Es ist zwar der erste verpflichtende Rückruf für Daimler, schon in den vergangenen Jahren sind aber Merkwürdigkeiten bei manchen Modellen aufgefallen. So monierte eine nach dem Bekanntwerden des VW-Abgasskandals eingesetzte Untersuchungskommission in ihrem Abschlussbericht, dass der Stickoxidwert bei einer Variante des Transporter V-Klasse von Mercedes-Benz ebenso wie bei etlichen Modellen anderer Marken deutlich über dem erlaubten Grenzwert liege. Die V-Klasse ist fast baugleich mit dem Vito. Allerdings stellt Daimler die Motoren für die V-Klasse, die vor allem von Handwerkern gekauft wird selbst her, während die umstrittenen Motoren des Vito vom französischen Allianzpartner Renault kommen. Daimler rechtfertigte die Abweichung bei der V-Klasse damit, dass die Abgasreinigung bei niedrigen Temperaturen heruntergeregelt werden müsse, um den Motor zu schützen. Die Prüfer hatten jedoch Zweifel, „ob die gewählten Thermofenster in vollem Umfang durch den Motorenschutz gerechtfertigt sind“. Daimler erklärte sich schließlich bereit, die Abgasreinigung mit einem Software-Update zu verbessern. Daneben startete der Autobauer auch eine Nachbesserung bei mehreren Modellen der Kompaktklasse, deren Motoren ebenfalls von Renault kommen.

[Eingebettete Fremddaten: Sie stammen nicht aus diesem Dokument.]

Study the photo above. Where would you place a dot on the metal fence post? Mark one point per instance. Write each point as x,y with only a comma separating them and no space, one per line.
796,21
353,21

Im vergangenen Spätsommer begann Daimler zudem mit einem Software-Update bei europaweit drei Millionen Autos. Dies war Teil eines ganzen Pakets von Maßnahmen, mit dem die gesamte Autobranche auf dem Berliner Dieselgipfel einen Beitrag dazu versprochen hat, dass die Luft in den Innenstädten besser wird und Fahrverbote vermieden werden können.